| 1 1 1.0 1.0 | flag_EM_1_ML_0____do_EM_step____lr_sigma_prior |
| 0 1 | flag_CG_____flag_hessian |
| 10 1.0 0.0001 0.0001 | EMIN_CG__newstart__initstep__tol_linesearch__tol_convergence |
| 0.00 0.9 0.0 | EMIN_STANDARD______lr___momentum___w_perturb_sigma |
| 0 0.0 | flag_and_prob_pattern_rejection |
| 0 0.0 | flag_weight_decay______weight_decay_parameter |
| 51 | number_of_epochs |
| 2 | printout_E_step |
| 50 | printout_w_step |
Row 1
The first number is a flag variable toggling between
gradient descent (0) and the
EM algorithm (1). The latter gives only an
improvement over gradient descent if you
choose an RVFL network, that is, if you set the first
number in the last row of topo.in
to 1. The remaining parameters are, at best, left unchanged.
Row 2
Flag variables for second order schemes.
0 0) No second order scheme is applied, parameter
optimisation with gradient descent.
1 0) Parameter optimisation with
conjugate gradients.
0 1) Parameter optimisation with the Newton method.
This optimisation scheme makes only sense in an RVFl network,
that is, if you set the first
number in the last row of topo.in
to 1.
Row 3
These parameters concern training with conjugate gradients.
The first parameter defines how often the search directions
are reset. The second parameter specifies the initial step
size for the line search. The two remaining numbers
set the tolerance for the line search and the overall convergence.
These parameters are ignored if training is not performed
with conjugate gradients.
Row 4
Training with simple gradient descent.
The three parameters define the learning rate,
the momentum term, and the standard deviation
of an additive Gaussian noise term (for Langevin
updating, possibly useful for avoiding local minima).

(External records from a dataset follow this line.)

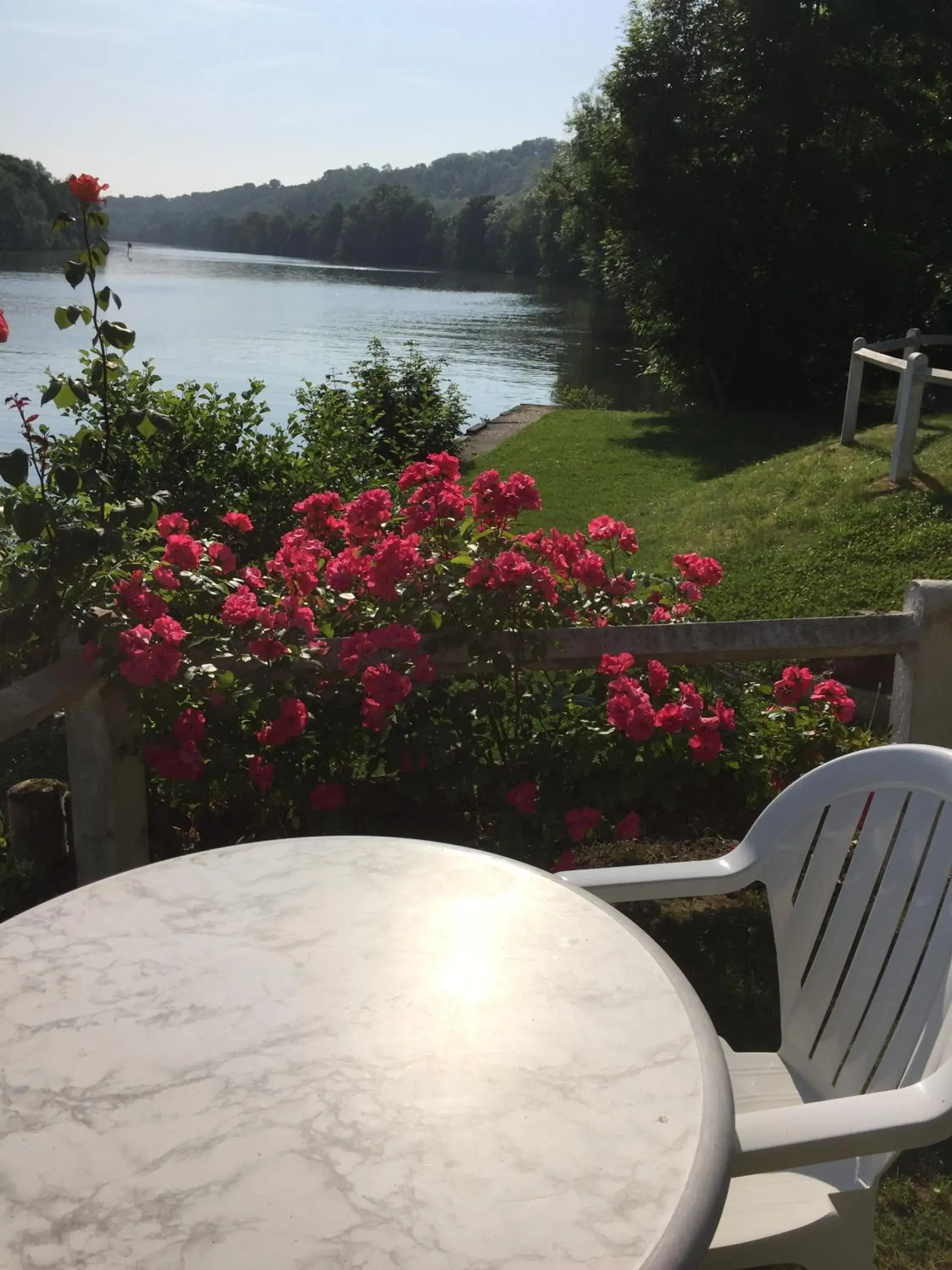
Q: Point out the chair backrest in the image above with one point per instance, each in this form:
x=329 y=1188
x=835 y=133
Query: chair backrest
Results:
x=857 y=859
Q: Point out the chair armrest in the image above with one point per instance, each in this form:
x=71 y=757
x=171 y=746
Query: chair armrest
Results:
x=668 y=882
x=866 y=1124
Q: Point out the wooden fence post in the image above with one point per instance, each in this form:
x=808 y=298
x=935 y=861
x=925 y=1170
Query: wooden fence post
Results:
x=855 y=387
x=914 y=336
x=922 y=690
x=108 y=788
x=909 y=403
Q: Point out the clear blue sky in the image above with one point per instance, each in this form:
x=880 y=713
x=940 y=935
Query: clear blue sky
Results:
x=176 y=96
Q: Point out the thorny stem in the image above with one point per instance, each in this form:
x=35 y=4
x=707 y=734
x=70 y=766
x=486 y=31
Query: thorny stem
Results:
x=103 y=355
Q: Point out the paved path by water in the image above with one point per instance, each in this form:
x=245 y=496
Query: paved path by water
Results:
x=501 y=428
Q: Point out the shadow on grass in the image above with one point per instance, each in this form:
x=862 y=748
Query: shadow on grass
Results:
x=721 y=441
x=724 y=945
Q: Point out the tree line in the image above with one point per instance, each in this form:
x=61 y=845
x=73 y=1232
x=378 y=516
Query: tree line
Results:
x=30 y=201
x=447 y=183
x=757 y=182
x=393 y=228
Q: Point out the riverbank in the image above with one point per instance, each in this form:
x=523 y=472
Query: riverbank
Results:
x=490 y=433
x=804 y=526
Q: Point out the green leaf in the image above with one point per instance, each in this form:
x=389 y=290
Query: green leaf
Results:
x=65 y=398
x=118 y=334
x=138 y=512
x=14 y=467
x=66 y=480
x=28 y=521
x=75 y=272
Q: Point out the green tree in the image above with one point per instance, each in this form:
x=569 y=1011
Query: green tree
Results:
x=771 y=179
x=470 y=249
x=391 y=228
x=30 y=200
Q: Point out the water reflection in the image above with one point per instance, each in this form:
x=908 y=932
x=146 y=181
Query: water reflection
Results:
x=229 y=318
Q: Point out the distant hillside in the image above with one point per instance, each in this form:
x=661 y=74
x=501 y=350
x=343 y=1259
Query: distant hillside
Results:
x=30 y=200
x=447 y=183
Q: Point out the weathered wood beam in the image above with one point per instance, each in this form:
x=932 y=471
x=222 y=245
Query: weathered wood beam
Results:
x=28 y=701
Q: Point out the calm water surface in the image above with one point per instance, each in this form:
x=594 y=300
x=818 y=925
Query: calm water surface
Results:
x=225 y=318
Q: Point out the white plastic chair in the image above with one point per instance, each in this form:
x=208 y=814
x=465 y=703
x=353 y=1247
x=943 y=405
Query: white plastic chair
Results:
x=856 y=858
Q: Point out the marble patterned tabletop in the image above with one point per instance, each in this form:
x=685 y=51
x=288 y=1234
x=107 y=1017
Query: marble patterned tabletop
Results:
x=351 y=1053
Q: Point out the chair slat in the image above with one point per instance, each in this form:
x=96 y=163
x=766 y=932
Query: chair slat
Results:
x=894 y=985
x=879 y=832
x=799 y=938
x=930 y=980
x=883 y=925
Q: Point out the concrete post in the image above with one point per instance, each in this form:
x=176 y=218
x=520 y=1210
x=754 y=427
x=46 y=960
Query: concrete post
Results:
x=914 y=336
x=36 y=818
x=922 y=690
x=855 y=387
x=108 y=788
x=909 y=403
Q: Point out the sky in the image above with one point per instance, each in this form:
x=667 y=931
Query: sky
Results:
x=167 y=97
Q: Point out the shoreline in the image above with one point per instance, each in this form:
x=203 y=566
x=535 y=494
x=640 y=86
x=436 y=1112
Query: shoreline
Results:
x=488 y=435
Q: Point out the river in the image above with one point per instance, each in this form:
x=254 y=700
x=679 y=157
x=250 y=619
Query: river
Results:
x=228 y=318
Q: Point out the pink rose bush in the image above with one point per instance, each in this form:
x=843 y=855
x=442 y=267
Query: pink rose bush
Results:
x=386 y=643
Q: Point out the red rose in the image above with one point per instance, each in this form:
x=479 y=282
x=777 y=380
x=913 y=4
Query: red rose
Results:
x=794 y=685
x=88 y=190
x=176 y=764
x=182 y=550
x=190 y=727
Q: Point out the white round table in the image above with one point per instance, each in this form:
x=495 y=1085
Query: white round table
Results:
x=352 y=1052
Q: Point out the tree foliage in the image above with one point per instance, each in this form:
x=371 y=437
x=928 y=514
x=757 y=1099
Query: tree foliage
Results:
x=195 y=220
x=30 y=200
x=768 y=179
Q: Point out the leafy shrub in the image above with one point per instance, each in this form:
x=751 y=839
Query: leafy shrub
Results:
x=77 y=503
x=579 y=398
x=311 y=689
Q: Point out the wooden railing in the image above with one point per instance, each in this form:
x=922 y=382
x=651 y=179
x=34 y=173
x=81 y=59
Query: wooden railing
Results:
x=914 y=374
x=107 y=778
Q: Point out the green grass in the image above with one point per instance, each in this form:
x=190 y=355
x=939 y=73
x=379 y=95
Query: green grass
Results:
x=803 y=526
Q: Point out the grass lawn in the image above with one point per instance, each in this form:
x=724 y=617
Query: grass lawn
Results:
x=803 y=525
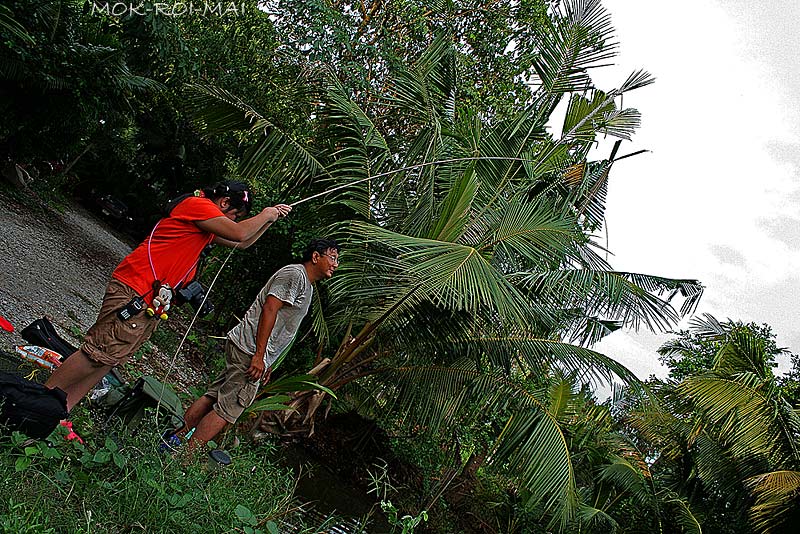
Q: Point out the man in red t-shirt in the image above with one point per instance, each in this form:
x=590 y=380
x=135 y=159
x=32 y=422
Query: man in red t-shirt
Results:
x=167 y=258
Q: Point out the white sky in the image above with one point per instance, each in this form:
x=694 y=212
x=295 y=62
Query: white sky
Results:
x=718 y=199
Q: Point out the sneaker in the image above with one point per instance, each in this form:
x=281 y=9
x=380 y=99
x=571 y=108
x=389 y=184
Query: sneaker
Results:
x=169 y=443
x=71 y=435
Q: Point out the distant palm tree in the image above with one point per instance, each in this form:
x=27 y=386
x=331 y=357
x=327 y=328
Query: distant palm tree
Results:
x=727 y=437
x=468 y=253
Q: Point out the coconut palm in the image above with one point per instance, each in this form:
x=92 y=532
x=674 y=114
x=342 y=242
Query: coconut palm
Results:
x=728 y=438
x=468 y=254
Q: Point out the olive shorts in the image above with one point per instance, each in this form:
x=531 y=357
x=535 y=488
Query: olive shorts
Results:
x=234 y=391
x=112 y=341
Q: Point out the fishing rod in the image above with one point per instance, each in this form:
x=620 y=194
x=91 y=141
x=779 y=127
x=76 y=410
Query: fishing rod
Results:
x=331 y=190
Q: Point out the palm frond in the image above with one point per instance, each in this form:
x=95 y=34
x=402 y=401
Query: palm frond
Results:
x=219 y=111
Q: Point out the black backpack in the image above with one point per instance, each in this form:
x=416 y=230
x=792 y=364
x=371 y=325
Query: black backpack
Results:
x=29 y=407
x=42 y=332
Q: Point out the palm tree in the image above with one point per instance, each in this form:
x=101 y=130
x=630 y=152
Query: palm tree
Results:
x=468 y=251
x=728 y=438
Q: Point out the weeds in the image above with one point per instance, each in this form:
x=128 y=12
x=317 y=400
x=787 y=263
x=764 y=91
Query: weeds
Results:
x=119 y=482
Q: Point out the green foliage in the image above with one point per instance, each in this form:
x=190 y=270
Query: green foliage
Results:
x=115 y=483
x=695 y=351
x=725 y=436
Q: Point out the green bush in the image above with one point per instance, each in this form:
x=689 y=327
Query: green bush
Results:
x=118 y=482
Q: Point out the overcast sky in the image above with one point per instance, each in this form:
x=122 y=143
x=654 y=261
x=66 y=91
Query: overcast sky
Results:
x=718 y=198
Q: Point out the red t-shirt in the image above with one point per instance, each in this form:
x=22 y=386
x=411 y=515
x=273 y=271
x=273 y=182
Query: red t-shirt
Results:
x=175 y=248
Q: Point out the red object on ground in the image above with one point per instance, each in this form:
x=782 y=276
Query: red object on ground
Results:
x=72 y=435
x=5 y=325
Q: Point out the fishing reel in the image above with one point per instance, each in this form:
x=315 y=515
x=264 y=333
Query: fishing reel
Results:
x=161 y=301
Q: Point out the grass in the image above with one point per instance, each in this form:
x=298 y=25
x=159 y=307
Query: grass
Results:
x=118 y=482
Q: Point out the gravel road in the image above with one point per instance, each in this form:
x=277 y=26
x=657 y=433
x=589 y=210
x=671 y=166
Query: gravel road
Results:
x=57 y=265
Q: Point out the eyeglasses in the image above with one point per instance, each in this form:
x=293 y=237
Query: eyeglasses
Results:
x=334 y=259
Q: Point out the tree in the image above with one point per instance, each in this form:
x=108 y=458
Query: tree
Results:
x=728 y=440
x=694 y=351
x=468 y=253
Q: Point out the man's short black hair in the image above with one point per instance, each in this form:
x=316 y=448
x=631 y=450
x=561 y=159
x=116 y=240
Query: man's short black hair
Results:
x=321 y=246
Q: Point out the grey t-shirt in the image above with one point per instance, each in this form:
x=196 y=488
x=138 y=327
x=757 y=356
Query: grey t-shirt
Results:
x=290 y=284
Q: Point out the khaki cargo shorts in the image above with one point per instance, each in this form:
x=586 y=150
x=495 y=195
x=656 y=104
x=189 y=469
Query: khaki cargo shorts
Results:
x=234 y=391
x=112 y=341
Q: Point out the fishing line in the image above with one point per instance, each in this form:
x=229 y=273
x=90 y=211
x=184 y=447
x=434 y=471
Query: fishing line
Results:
x=412 y=167
x=312 y=197
x=185 y=335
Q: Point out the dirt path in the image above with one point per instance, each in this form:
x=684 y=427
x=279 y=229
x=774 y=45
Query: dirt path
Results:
x=58 y=265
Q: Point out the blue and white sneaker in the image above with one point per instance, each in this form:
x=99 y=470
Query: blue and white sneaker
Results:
x=169 y=443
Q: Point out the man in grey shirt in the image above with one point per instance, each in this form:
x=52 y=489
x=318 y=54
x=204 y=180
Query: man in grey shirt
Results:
x=253 y=346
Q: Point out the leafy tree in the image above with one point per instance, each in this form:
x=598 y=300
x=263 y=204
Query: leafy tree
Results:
x=495 y=42
x=727 y=437
x=694 y=351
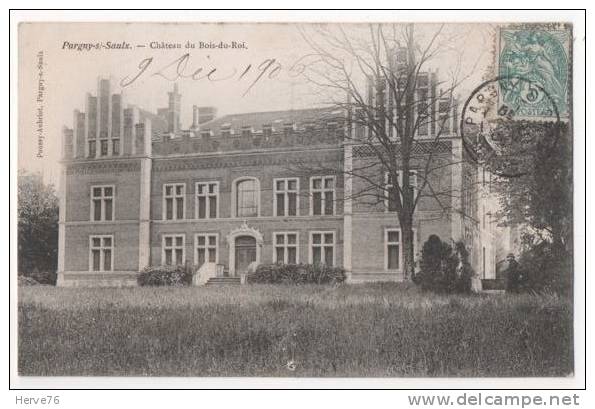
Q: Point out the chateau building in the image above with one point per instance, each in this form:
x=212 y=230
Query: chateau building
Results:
x=137 y=189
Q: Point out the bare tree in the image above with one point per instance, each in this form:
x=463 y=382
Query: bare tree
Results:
x=396 y=109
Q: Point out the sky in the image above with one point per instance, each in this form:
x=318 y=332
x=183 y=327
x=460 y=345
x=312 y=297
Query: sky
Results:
x=259 y=71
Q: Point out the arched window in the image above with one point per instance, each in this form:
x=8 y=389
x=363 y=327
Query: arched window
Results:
x=247 y=198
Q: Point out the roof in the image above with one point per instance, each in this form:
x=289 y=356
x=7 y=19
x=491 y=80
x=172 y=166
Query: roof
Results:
x=276 y=119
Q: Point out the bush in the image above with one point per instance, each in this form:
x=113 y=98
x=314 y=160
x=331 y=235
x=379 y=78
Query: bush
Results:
x=549 y=269
x=296 y=274
x=24 y=280
x=39 y=277
x=165 y=275
x=438 y=267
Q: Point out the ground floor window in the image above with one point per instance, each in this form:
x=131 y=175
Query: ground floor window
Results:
x=101 y=250
x=392 y=242
x=286 y=248
x=173 y=249
x=205 y=249
x=393 y=248
x=322 y=247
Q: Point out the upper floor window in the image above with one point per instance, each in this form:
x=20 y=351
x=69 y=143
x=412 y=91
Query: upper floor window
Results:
x=392 y=192
x=322 y=247
x=443 y=116
x=102 y=203
x=104 y=147
x=115 y=146
x=92 y=149
x=322 y=190
x=247 y=198
x=207 y=200
x=286 y=196
x=286 y=248
x=174 y=204
x=101 y=250
x=174 y=249
x=392 y=243
x=205 y=249
x=288 y=129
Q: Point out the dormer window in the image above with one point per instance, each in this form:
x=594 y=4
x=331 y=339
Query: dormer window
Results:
x=288 y=128
x=246 y=131
x=226 y=131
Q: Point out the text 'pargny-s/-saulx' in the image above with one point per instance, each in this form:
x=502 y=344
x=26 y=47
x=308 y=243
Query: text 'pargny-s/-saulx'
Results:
x=138 y=190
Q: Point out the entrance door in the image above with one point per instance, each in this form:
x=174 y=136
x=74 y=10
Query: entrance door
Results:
x=245 y=253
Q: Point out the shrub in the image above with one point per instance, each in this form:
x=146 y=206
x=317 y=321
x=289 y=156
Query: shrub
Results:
x=165 y=275
x=438 y=267
x=297 y=274
x=548 y=268
x=40 y=277
x=24 y=280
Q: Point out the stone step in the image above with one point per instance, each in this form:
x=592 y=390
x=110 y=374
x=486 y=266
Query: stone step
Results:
x=224 y=281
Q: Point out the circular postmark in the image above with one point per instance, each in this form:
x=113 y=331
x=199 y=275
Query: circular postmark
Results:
x=496 y=135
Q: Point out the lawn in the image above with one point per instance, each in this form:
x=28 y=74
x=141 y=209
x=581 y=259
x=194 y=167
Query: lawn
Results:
x=264 y=330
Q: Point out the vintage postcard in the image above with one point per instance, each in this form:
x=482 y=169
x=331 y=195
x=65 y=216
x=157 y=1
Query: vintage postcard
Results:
x=296 y=200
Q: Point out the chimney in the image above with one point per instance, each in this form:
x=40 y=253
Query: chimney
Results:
x=173 y=108
x=195 y=116
x=206 y=114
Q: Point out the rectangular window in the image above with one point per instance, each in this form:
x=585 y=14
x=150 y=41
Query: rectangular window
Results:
x=267 y=131
x=391 y=191
x=226 y=131
x=104 y=147
x=322 y=191
x=174 y=201
x=101 y=253
x=392 y=242
x=443 y=116
x=288 y=129
x=322 y=248
x=393 y=250
x=115 y=146
x=174 y=250
x=207 y=199
x=102 y=203
x=92 y=149
x=246 y=131
x=286 y=196
x=205 y=249
x=286 y=248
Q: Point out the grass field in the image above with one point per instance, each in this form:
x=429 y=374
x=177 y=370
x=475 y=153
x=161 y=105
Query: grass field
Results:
x=260 y=330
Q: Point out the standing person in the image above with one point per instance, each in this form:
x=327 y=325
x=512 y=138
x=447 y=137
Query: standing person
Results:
x=464 y=271
x=513 y=275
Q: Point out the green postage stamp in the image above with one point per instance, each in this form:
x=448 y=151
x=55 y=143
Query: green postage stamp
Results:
x=534 y=66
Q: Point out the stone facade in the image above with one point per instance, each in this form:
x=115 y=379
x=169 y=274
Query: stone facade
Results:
x=135 y=188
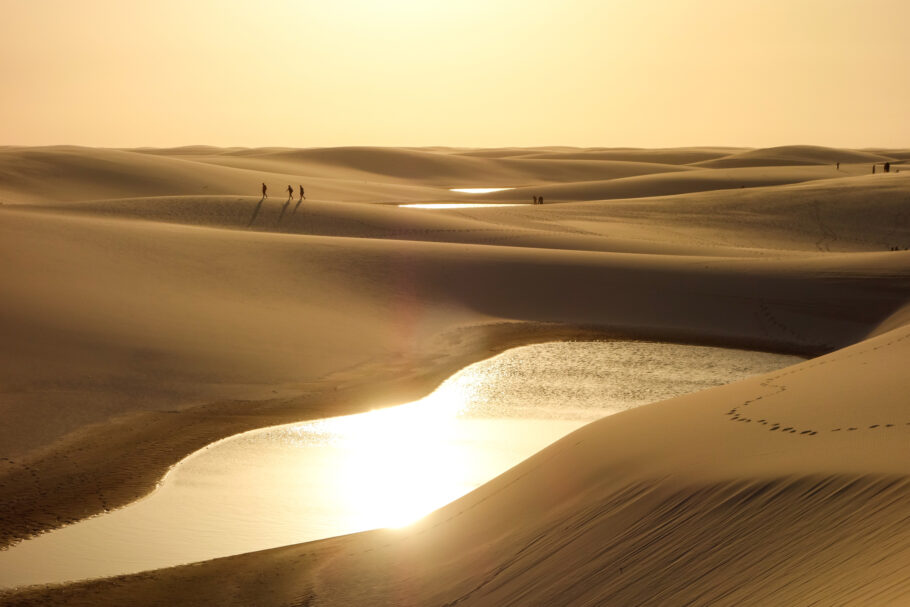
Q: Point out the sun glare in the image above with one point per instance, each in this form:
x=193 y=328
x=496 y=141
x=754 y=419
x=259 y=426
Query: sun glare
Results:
x=403 y=462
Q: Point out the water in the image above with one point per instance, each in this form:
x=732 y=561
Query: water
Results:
x=307 y=481
x=478 y=190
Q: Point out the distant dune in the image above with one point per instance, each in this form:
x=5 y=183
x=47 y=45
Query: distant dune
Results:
x=153 y=302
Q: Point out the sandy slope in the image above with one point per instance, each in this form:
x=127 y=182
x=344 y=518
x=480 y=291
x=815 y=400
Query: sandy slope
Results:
x=143 y=318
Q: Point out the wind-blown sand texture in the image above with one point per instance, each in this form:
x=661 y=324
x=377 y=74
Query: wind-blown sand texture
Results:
x=151 y=303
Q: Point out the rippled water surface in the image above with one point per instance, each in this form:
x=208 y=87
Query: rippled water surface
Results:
x=307 y=481
x=459 y=205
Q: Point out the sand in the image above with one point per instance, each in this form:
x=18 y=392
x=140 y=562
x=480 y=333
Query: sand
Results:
x=144 y=315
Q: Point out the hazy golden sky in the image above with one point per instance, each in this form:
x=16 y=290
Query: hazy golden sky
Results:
x=455 y=72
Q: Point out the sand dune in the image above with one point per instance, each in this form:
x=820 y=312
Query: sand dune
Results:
x=144 y=316
x=794 y=155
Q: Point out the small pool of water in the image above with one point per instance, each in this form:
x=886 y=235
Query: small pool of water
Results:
x=307 y=481
x=460 y=205
x=478 y=190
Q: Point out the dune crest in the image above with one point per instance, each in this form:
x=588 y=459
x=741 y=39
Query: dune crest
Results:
x=153 y=302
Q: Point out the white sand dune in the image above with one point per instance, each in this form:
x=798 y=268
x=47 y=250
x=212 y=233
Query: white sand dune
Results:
x=144 y=316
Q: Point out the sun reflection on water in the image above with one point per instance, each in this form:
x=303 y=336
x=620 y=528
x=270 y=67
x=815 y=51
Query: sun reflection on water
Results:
x=386 y=468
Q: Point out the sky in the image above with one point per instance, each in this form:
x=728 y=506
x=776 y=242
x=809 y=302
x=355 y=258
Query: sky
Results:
x=474 y=73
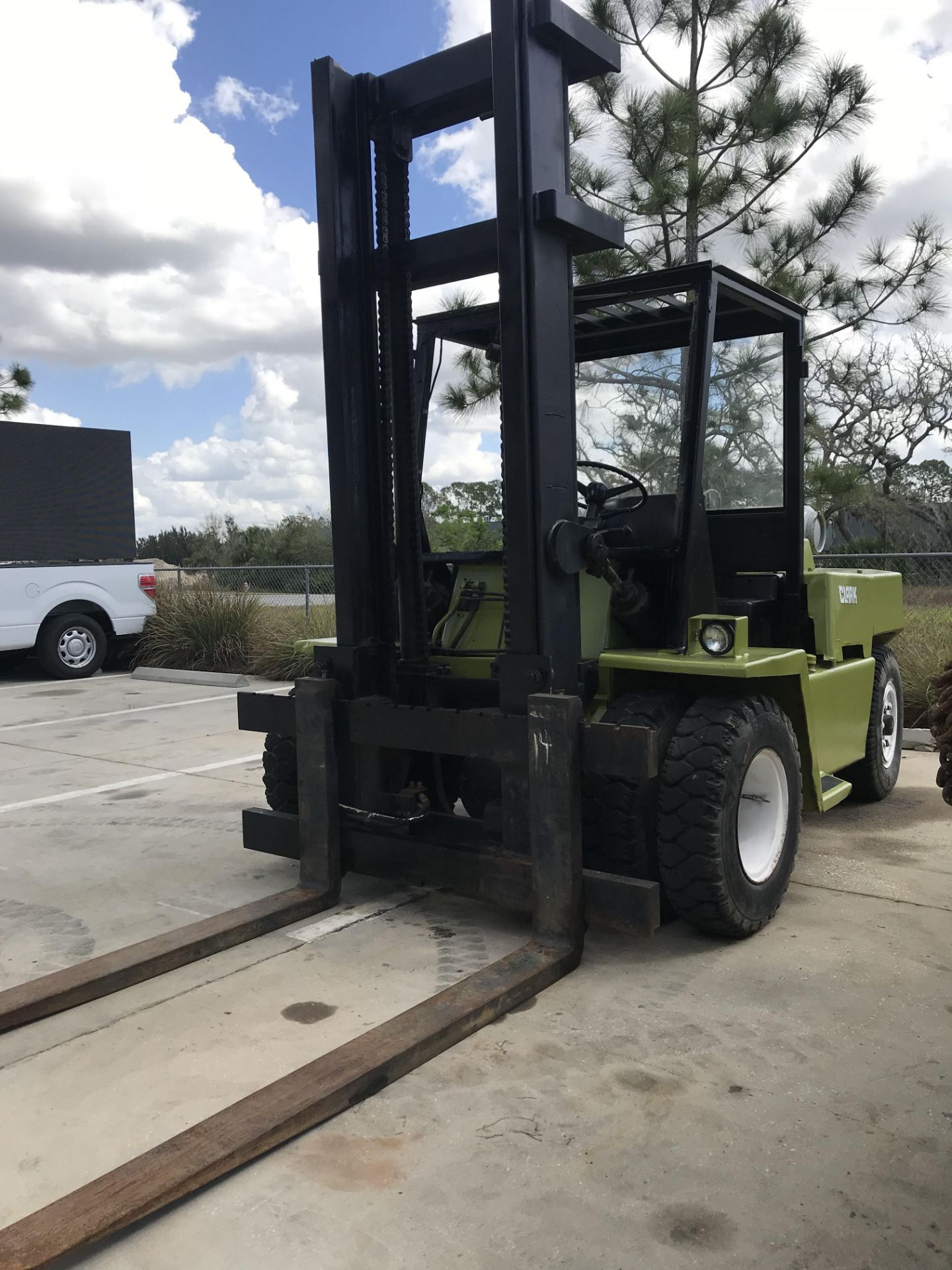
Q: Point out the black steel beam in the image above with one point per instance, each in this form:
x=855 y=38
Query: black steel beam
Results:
x=586 y=228
x=451 y=255
x=441 y=91
x=626 y=905
x=610 y=748
x=361 y=493
x=536 y=310
x=584 y=50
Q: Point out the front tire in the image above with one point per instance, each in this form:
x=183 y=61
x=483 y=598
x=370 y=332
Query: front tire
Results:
x=875 y=777
x=729 y=814
x=71 y=647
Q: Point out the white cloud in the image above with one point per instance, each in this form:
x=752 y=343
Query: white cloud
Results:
x=465 y=158
x=44 y=414
x=231 y=97
x=465 y=19
x=130 y=235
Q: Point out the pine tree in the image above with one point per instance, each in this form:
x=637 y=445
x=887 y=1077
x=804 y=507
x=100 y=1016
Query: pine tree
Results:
x=16 y=385
x=697 y=161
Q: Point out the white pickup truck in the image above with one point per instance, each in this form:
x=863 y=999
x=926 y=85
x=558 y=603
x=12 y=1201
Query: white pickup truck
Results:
x=70 y=615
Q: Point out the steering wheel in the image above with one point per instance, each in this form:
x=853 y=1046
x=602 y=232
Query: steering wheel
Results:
x=597 y=494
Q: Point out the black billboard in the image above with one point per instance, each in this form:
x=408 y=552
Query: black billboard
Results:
x=65 y=493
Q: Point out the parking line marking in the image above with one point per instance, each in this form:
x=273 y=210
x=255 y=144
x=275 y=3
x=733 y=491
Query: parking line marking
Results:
x=112 y=714
x=358 y=913
x=135 y=780
x=113 y=677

These parameters are ignored if training is not performed
with gradient descent.
Row 5
The first parameter is a flag variable, which, if set to 1,
discards training exemplars with a probability given
by the second number. This decreases the effective size of the
training set, thereby accelerating training and implicitly
adding noise that might help to avoid local minima.
Row 6
Weight decay. If the first number (a flag variable) is set to 1,
a weight-decay penalty term is added, with a weight-decay
constant given by the second number.
Row 7
Number of epochs, that is, traverses of the training set.
Row 8
Energies are printed out every Nth step to file
E.out.
Row 9
Weights are printed out every Nth step to file
w_1.net.